In MMOs today, the closest thing you have to house rules are
basically how loot distribution works, or perhaps rules around role-playing—as
most MMOs have no enforced constructs around either, or give you the
opportunity to ignore said constructs.
An example of a house rule that my friends and I have for
board gaming is, “Everyone gets one.” Which is to say, you get a do-over if you
goofed and need to rewind your turn or whatever. Say you were playing Settlers
of Catan, and you built a road and wanted to build a town but miscounted your resources, and you want to take that road back. “You laid, you played,”
is the norm, especially if the next turn has already started; however, for us,
sometimes getting that mulligan can be the difference between screwing yourself
or being able to move forward with your strategy.
Chaostle don't need no house rules. Granted, there aren't a tonne of decisions to make to begin with. |
For newer players, we often extend that to getting multiple
ones, but most of the time winning for us is a bonus rather than the ultimate
goal. Being able to dig yourself out of a goof can be pretty rewarding unto its
own, as well, so getting more than one mulligan can actually kind of kill the
fun (and it likely means that you aren’t paying attention anyhow).
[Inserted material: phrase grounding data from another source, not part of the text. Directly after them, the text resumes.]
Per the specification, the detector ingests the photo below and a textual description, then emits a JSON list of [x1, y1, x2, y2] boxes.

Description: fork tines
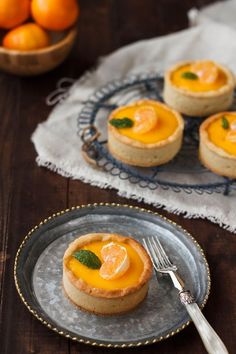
[[143, 236, 177, 272]]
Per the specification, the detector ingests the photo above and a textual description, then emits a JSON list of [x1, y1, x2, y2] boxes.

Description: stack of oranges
[[0, 0, 79, 51]]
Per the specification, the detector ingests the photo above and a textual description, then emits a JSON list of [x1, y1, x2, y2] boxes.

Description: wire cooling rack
[[77, 72, 236, 195]]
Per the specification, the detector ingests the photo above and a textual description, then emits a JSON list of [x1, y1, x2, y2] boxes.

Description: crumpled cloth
[[32, 20, 236, 233]]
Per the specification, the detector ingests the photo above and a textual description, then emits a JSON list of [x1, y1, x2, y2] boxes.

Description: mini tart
[[199, 112, 236, 178], [108, 99, 184, 167], [63, 233, 153, 315], [164, 60, 235, 117]]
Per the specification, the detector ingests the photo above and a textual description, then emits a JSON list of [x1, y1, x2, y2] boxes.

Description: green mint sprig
[[73, 250, 102, 269], [222, 116, 229, 130], [109, 117, 134, 128], [181, 72, 198, 80]]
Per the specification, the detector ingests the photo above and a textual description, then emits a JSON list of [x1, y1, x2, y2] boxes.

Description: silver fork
[[143, 236, 228, 354]]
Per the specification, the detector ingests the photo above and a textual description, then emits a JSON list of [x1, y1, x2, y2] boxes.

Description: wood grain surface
[[0, 1, 235, 353]]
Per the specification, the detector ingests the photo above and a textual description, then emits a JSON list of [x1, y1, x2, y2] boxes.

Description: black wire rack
[[77, 72, 236, 195]]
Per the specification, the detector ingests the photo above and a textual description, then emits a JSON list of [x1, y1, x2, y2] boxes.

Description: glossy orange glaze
[[113, 102, 178, 144], [207, 113, 236, 156], [171, 62, 227, 92], [67, 240, 144, 290]]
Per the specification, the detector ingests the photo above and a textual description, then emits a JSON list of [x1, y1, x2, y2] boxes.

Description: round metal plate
[[14, 203, 210, 347]]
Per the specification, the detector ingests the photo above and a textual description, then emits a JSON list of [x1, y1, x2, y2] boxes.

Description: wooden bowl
[[0, 26, 77, 76]]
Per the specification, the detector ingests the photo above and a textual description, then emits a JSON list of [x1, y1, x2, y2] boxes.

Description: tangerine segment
[[0, 0, 30, 29], [99, 242, 130, 280], [191, 61, 219, 84], [3, 23, 50, 51], [31, 0, 79, 31], [133, 106, 158, 134]]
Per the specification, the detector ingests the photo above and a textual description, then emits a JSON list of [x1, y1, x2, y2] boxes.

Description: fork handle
[[184, 301, 228, 354]]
In our D&D sessions, we have a couple of house rules we
use. Combat can sometimes move a bit slowly, with all of the interrupts,
options, people staring at the electronic devices, off-conversations,
and so on, folks can be pretty distracted. In our 4th edition game,
we use a “ready” rule—which I fully admit stealing from a DM panel at PAX Prime
a year or two ago—where if your turn comes up and you know precisely what you’re
going to do and execute it, you get +2 to your attack rolls for those attacks.
It rewards those paying attention and keeps combat moving a little more
smoothly. It breaks down a little for more difficult battles when the party
starts really digging into the strategy of the fight, but then, a smarter
strategy more than makes up for loss of the “ready” bonus in practice, and most people are engaged in the strategy discussion anyhow, so I count that as a win regardless.
Are they still called "house rules" if you're not playing in a house? |
Another rule we started using only a couple sessions ago:
the “mop-up.” Combat in most games has front-loaded risk. That is, things are
the most dangerous at the beginning rather than the end. To this end, many
fights most of the big threats are defeated first, and you often have one or
two stragglers left over that aren’t a threat whatsoever, they may just be a
small drain on your resources.
The “mop-up” rule for us in 4th edition D&D
is if there’s one or two enemies that are not real threats, but aren’t likely
to run away or surrender, rather than wasting time the party can just spend one
or two healing surges (to represent the resource
expenditure) to just win. No sense in taking another 15 – 30 minutes
finishing the battle.
Now, at my (the DM) discretion, I can say, no the mop-up
rule is not applicable. For example, if it’s possible that the stragglers could
escape and warn their friends, or the final enemy is a lot more powerful than
normal (or the fight is actually back-loaded in difficulty), I can say no, you
can’t use that rule. On one occasion today the party opted not to use it
because they figured they’d wipe the floor with the remainder and not incur
even a healing surge’s worth of damage. It’s not really meant as a cheat, just
as a convenience to skip past boring play where the outcome is effectively
determined at that point.
The beauty of being the DM, however, is making all the rules. Who needs your crazy flat maps anyhow? |
House rules making your gaming more comfortable, and often make things just a little more fun. If you have house rules that you use, feel free to share
them! We’re always looking for ways to make our gaming better. Or perhaps, if
you could implement a house rule in an MMO for you and your guild, what would
you add?
#BoardGames, #DandD, #HouseRules
Cards Against Humanity has a few 'sample' house rules in their instruction sheet, which I think is a great way to suggest flexibility. Munchkin, too, reminds players that 's/he who owns the deck casts deciding votes.'
ReplyDeleteThis can extend to online games too, though. I played Starcraft on a regular basis with friends when I was younger, and we'd regularly agree to conditions that would spice up our gaming relationships: no rushing for 3 minutes, rushing allowed but only with specific units, no ground, no air, etc. Later, when we were playing Soul Caliber and Super Smash Bros. we declared certain moves off limits after we found characters with easily spammable combos that couldn't reliably be interrupted. (Looking at you, Raphael.) I guess most of these could be distilled down to 'don't be a dick'.
The only MMO house rule I've had, even for myself, was offering a certain amount of profit sharing to roommates or significant others. Friends of mine have shared that they won't directly compete with their spouse in identical markets for the auction house, too. I suppose that's a good way to keep pricing wars out of the bedroom. :)
Good points! Especially around the local multiplayer "house rules". Not something you'd likely be able to enforce in a setting with random people, but I bet n a game like LoL or Dota folks have their own house rules with friends.